La profusion des sentiments

© Cinéart BE

Contrairement à la tragédie, souvent reconnue pour sa valeur morale et la grandeur de ses personnages, le mélodrame a longtemps été déconsidéré par la critique, qui n’y voyait que des récits niais et excessifs voués à provoquer des larmes chez un public précisément venu dans ce but. Ainsi, les protagonistes des mélodrames ne seraient que des innocents au cœur pur auxquels il arriverait les pires injustices et les plus violents malheurs, le tout avec une exacerbation des sentiments kitsch et peu subtile. Malgré beaucoup de mauvais films, certains maîtres ont su pourtant emmener le genre vers les cimes du grand cinéma populaire, comme John M. Stahl ou Douglas Sirk. Le Temps d’aimer fait explicitement référence au second, le titre étant un hommage à l'une de ses plus grandes œuvres : Le Temps d’aimer et le temps de mourir. Un lourd héritage dont le film se montre souvent digne.

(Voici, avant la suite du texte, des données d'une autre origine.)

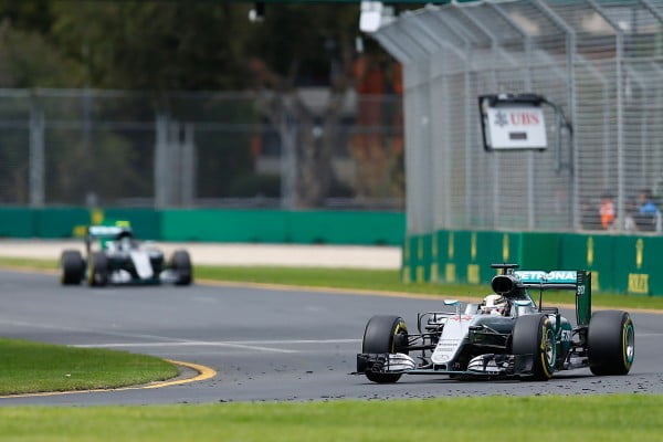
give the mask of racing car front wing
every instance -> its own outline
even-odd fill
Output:
[[[414,359],[404,354],[358,354],[357,371],[354,375],[404,373],[404,375],[453,375],[511,377],[533,373],[534,354],[532,355],[480,355],[467,364],[465,369],[450,365],[417,365]]]

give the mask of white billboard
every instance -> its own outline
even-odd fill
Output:
[[[481,110],[486,150],[548,147],[544,110],[538,103],[484,99]]]

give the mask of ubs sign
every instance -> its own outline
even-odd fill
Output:
[[[478,97],[484,148],[537,149],[548,147],[541,101],[535,95]]]

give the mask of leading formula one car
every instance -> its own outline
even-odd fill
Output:
[[[627,312],[591,314],[591,273],[516,271],[493,264],[495,292],[482,304],[418,315],[418,333],[399,316],[373,316],[364,333],[356,375],[396,382],[407,375],[548,380],[556,371],[589,367],[594,375],[627,375],[635,333]],[[576,326],[557,307],[543,307],[548,290],[575,292]],[[530,296],[539,292],[538,306]],[[417,355],[413,355],[417,354]]]
[[[98,245],[97,245],[98,244]],[[65,250],[60,260],[61,283],[91,286],[106,284],[191,284],[191,259],[176,251],[168,262],[149,243],[136,241],[128,225],[91,225],[85,235],[85,254]]]

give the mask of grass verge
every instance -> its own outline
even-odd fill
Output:
[[[178,373],[151,356],[20,339],[0,338],[0,394],[126,387]]]
[[[663,396],[2,408],[2,441],[660,441]]]
[[[0,266],[54,271],[57,269],[57,263],[53,260],[0,257]],[[194,272],[199,280],[431,294],[452,298],[478,299],[491,292],[486,285],[404,284],[400,281],[400,273],[397,270],[197,265]],[[549,306],[573,302],[570,292],[547,292],[544,297],[544,304]],[[606,308],[663,311],[663,296],[594,293],[593,305]]]

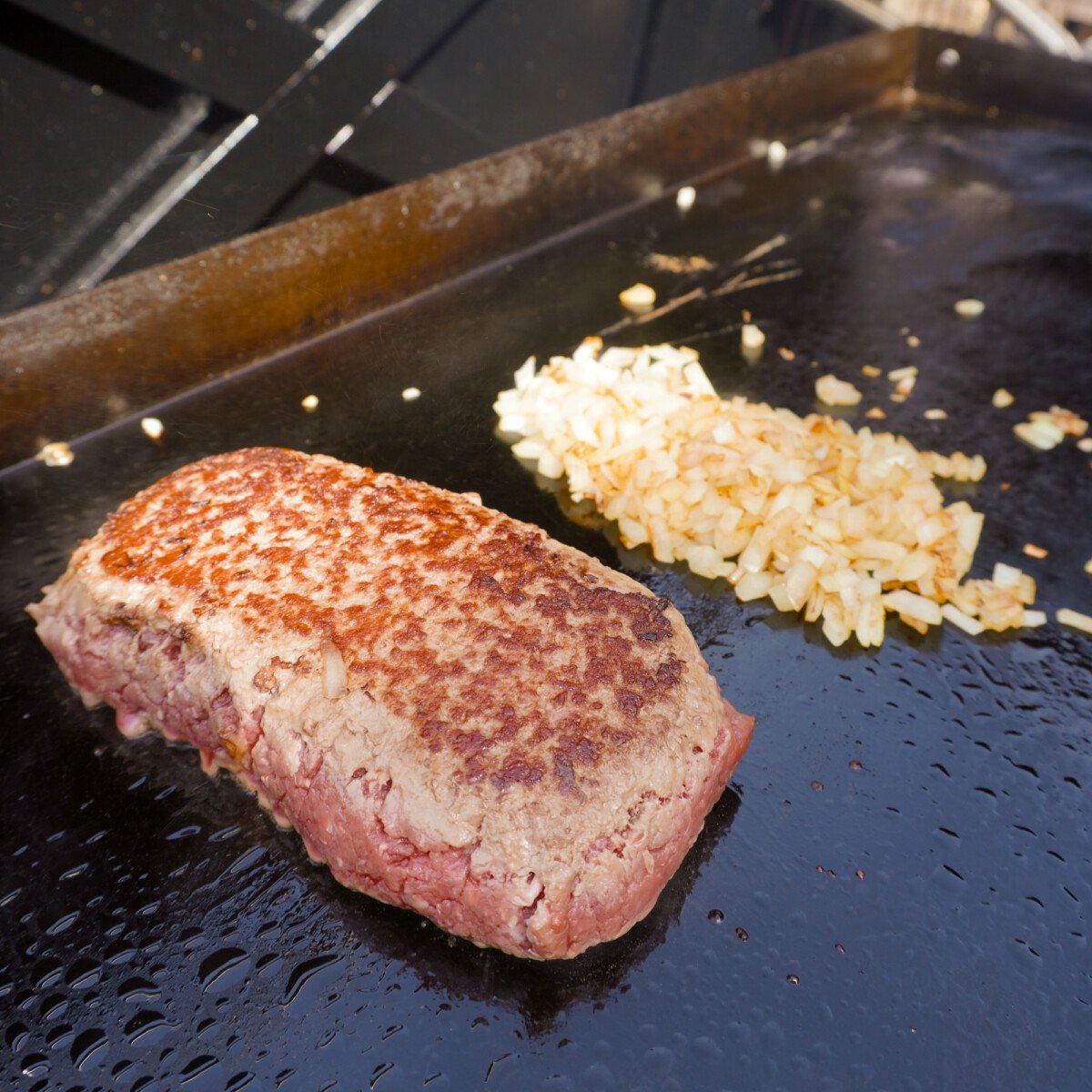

Le quatrième long-métrage de la réalisatrice Katell Quillévéré, après les remarqués Suzanne et Réparer les vivants, déploie son intrigue à la fin des années 40, dans une France encore meurtrie par les stigmates de la Seconde Guerre mondiale. C’est dans ce contexte que Madeleine, mère d’un petit garçon et serveuse dans un restaurant en bord de mer, fait la rencontre de François, universitaire bourgeois féru d’histoire et de littérature. Chacun garde un lourd secret qui va servir de ligne de conduite à une ambitieuse saga s’articulant sur plus de vingt ans.


Le long-métrage est d’abord l’occasion de renouer avec un certain savoir-faire classique : le soin apporté à la reconstitution et aux costumes se conjugue avec une jolie fluidité dans la mise en scène, qui donne une grâce inattendue aux échanges et aux différents sauts de temporalité. Devant la caméra, malgré le maquillage parfois questionnable, Anaïs Demoustier et Vincent Lacoste offrent des prestations très convaincantes et parviennent à saisir les passions enfouies qui animent leur personnage, formant un couple ambigu aux rancœurs complexes.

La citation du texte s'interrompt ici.